What criteria do I use to choose determine which regression result is best?

91 Views Asked by At

This could be the wrong forum but I'll ask anyway: I have run multiple regressions to best explain the results of a dependent variable. I have run each independent variable for both, a single X on Y mapping, as well as, in every possible combination of Xs on Y. What criteria do I use to choose the best combination of explicans? Do I use R² adjusted or something else, like lowest Fisher or t-test values? What's the best action?

EDIT #1

The dataset I'm using contains the following drink related variables:

Cal (kcal) per 100ml, Carbs (g per 100ml), ABV (%), SRM, and IBU

The dependent variable is Carbs.
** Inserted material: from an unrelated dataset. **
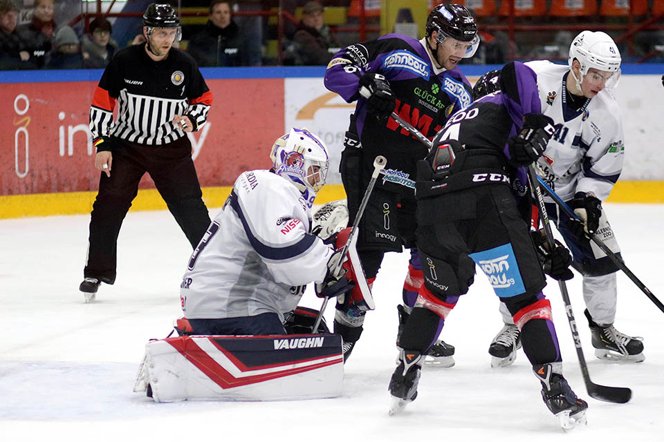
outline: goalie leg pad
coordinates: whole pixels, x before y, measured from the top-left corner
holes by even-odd
[[[348,240],[351,233],[351,229],[344,229],[339,232],[337,237],[337,247],[340,244],[344,244]],[[376,278],[371,278],[369,280],[365,274],[365,270],[360,260],[360,256],[358,254],[357,249],[358,236],[355,235],[351,238],[351,243],[348,247],[348,260],[344,262],[343,267],[346,269],[346,278],[349,281],[355,282],[355,287],[351,291],[350,296],[353,304],[357,305],[361,309],[373,310],[376,308],[376,304],[374,302],[374,296],[371,295],[371,285]],[[340,302],[343,302],[344,300],[338,298]]]
[[[147,384],[156,402],[275,401],[343,393],[336,335],[193,336],[146,345]]]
The others are candidates for independent variables. Relations among variables are widely known (a simple search would reveal this). I intend to to predict the carb content of a drink, outside the sample, given other known factors, such as ABV or IBU.

I have already wrote software to get this far and I would like to be able to better select which model of combination of explicans to use, from the values that multiple regressions have generated.

**EDIT #2 **

AdjustedRSquared values for Calories, which explicans are:

        //0.885289639377298: [ABV: 1], [IBU: 3], [SRM: 4]
        //0.883100773266796: [ABV: 1], [SRM: 4]
        //0.880762855952053: [ABV: 1], [IBU: 3]
        //0.873628037335544: [ABV: 1]
        //0.364565675835164: [IBU: 3]
        //0.361891884574654: [IBU: 3], [SRM: 4]
        //0.08342216096836: [SRM: 4]

AicCorrectionvalues for Calories, which explicans are:

        //400.062: [ABV: 1], [IBU: 3], [SRM: 4]
        //401.684: [ABV: 1], [SRM: 4]
        //404.496: [ABV: 1], [IBU: 3]
        //411.708: [ABV: 1]
        //641.050: [IBU: 3]
        //642.686: [IBU: 3], [SRM: 4]
        //693.070: [SRM: 4]

Please not that Aic Correction value order is pretty much the same as that of Adjusted R Squared order.
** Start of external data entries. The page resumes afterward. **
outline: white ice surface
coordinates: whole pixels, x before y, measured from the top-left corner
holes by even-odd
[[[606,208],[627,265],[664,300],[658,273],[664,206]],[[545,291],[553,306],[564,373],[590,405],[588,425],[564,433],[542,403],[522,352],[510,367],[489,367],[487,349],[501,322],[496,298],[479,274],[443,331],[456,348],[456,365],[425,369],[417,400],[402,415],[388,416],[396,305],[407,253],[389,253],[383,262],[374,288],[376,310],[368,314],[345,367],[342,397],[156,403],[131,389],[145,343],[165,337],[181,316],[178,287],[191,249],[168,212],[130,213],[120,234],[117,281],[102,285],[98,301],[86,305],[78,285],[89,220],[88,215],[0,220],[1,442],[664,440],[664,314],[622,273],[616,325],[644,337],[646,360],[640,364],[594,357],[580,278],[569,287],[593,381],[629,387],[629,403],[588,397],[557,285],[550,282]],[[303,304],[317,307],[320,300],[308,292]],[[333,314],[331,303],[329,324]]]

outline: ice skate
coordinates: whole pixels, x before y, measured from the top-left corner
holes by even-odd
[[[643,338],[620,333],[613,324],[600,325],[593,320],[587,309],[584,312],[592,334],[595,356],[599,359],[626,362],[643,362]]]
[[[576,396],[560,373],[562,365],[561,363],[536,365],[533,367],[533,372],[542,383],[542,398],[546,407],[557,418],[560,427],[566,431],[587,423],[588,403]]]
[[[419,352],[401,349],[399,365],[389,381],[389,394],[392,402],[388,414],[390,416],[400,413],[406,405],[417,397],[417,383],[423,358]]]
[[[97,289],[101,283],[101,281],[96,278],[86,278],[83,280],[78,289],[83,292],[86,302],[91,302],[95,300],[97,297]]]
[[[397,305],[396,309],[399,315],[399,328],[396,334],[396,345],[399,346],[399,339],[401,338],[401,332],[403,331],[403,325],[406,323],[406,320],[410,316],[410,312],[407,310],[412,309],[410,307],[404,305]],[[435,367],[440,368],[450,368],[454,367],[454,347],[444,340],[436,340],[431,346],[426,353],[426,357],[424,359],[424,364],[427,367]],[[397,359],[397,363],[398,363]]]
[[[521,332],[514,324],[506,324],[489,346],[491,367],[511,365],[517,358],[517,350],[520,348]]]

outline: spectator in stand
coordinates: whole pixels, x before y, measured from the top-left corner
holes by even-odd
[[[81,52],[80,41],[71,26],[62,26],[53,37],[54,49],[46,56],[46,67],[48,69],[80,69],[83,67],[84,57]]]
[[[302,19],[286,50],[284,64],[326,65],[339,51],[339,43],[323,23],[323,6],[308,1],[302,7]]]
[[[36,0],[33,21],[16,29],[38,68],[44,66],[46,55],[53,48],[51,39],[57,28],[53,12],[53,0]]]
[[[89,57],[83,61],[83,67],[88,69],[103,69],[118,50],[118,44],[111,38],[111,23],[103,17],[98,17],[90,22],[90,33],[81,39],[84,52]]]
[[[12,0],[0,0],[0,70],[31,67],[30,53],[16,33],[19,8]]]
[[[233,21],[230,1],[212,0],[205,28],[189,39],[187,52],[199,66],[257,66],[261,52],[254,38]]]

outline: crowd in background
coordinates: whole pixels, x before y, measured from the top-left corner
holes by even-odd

Looks to me that values for analogous to Adjusted R Squared is pretty much the same as the measurments for Aic (corrected) values?

2

There are 2 best solutions below

2
On

The first test is that the $X$s should be plausibly related to the $Y$. The second test is that you are using the right sort of model. I.e. you would not use a normal regression model for goals scored in a football match as this is a Poisson process. $R^2$ is good along with t-test on individual $X$s when they are included in the whole model. If some of the $X$s are highly correlated then this can influence the choice. There are very many tests on the appropriateness of using simple linear regression, e.g. tests on heteroscedasticity and the normality of the errors. You can also do F-tests on including groups of variables or not. There is no right way and there are many very many tests you can do, so it comes down to how much effort it is worth putting in.

0
On

If you'd like to automate your model selection, one way to do it is through the measure of error, and splitting your data set. You can split your data into a training (60% of the data set), validation (20% of the data set), and test (20% of the data set) set randomly. You then build your models on the training set, and calculate the MSE (mean squared error) on the validation set, and simply pick the model which has the least validation error. The test set can then be used to see how your model would perform on unseen data.